2.10 Exercise

library(tidyr)
library(knitr)
library(utils)
library(ggplot2)
library(readxl)
library(forecast)
## Registered S3 method overwritten by 'quantmod':
##   method            from
##   as.zoo.data.frame zoo
library(fpp2)
## ── Attaching packages ──────────────────────────────────────────────────────────────────────────────────────────────────────────────────────────────────────────── fpp2 2.4 ──
## ✓ fma       2.4     ✓ expsmooth 2.3
## 

2.1 Use the help function to explore what the series gold, woolyrnq and gas represent.
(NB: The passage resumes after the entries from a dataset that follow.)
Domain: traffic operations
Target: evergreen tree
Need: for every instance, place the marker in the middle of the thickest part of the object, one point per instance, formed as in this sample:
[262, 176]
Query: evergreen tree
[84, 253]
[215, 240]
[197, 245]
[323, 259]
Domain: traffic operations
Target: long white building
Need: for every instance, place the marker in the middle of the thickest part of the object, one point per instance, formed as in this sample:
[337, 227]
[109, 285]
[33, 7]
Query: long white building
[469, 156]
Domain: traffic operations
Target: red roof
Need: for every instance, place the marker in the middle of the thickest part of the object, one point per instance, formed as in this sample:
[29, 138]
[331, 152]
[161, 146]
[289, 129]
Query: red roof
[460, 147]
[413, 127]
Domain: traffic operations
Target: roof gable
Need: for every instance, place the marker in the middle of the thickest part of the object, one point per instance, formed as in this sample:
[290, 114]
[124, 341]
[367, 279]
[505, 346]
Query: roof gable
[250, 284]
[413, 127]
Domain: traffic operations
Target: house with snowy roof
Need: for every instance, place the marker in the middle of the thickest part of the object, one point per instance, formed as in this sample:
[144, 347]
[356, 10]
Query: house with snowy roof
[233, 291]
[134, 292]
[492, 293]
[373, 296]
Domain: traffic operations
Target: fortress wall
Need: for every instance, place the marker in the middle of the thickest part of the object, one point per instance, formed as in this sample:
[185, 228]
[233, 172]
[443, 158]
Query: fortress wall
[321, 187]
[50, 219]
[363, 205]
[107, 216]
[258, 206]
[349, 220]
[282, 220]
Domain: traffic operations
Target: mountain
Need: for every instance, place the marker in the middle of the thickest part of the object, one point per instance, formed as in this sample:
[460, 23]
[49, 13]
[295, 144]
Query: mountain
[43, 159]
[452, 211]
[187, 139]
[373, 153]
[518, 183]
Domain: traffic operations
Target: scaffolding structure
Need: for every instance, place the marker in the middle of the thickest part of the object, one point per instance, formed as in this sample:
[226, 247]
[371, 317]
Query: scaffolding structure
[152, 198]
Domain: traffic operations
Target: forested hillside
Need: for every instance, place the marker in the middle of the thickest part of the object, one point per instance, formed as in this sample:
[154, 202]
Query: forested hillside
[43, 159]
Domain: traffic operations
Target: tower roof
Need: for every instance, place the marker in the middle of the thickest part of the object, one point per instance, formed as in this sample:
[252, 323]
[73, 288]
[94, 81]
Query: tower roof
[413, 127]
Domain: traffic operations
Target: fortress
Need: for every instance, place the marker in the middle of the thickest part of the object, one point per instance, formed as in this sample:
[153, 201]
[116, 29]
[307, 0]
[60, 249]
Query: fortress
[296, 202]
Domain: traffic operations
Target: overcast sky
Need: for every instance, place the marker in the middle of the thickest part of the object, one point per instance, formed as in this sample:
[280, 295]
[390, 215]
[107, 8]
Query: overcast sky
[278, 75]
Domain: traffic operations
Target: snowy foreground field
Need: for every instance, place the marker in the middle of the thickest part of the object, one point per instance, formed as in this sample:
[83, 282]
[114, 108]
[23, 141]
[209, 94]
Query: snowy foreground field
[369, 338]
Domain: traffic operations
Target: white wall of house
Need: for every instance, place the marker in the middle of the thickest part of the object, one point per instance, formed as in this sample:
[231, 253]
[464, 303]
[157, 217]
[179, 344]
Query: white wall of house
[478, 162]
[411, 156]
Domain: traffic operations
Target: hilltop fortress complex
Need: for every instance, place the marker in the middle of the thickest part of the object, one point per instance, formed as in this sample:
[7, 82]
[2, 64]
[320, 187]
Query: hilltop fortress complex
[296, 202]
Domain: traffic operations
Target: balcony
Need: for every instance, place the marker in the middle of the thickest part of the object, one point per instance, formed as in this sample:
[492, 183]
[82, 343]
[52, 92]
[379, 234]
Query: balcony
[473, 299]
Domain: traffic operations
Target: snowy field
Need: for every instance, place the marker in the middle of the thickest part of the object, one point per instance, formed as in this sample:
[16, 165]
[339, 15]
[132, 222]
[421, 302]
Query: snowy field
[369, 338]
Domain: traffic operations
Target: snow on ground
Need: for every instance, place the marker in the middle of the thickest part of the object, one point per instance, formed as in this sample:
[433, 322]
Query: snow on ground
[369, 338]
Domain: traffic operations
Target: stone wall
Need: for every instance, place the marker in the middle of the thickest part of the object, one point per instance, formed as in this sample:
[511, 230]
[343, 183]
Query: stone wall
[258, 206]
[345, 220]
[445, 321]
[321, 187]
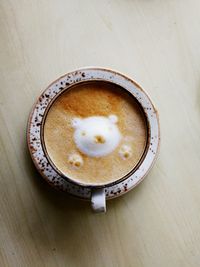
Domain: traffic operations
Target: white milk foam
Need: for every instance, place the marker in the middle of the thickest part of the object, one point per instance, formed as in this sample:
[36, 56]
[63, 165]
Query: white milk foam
[96, 136]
  1. Use autoplot() to plot each of these in separate plots.
autoplot(gold) +
  ggtitle("Daily morning gold prices") +
  xlab("1 January 1985 to 31 March 1989") +
  ylab("US Dollars")

autoplot(woolyrnq) +
  ggtitle("Quarterly production of woollen yarn in Australia") +
  xlab("Mar 1965 to Sep 1994") +
  ylab("Tonnes")

autoplot(gas) +
  ggtitle("Australian monthly gas production") +
  xlab("1956 to 1995") +
  ylab("production")

  1. What is the frequency of each series? Hint: apply the frequency() function.
frequency(gold)
## [1] 1
frequency(gas)
## [1] 12
frequency(woolyrnq)
## [1] 4
  1. Use which.max() to spot the outlier in the gold series. Which observation was it?
which.max(gold)
## [1] 770
which.max(gas)
## [1] 475
which.max(woolyrnq)
## [1] 21

2.2 Download the file tute1.csv from the book website, open it in Excel (or some other spreadsheet application), and review its contents. You should find four columns of information. Columns B through D each contain a quarterly series, labelled Sales, AdBudget and GDP. Sales contains the quarterly sales for a small company over the period 1981-2005. AdBudget is the advertising budget and GDP is the gross domestic product. All series have been adjusted for inflation.

file1 = "https://raw.githubusercontent.com/vsinha-cuny/data624/master/hw1/tute1.csv"
tute1 = read.csv(file = file1, header = T)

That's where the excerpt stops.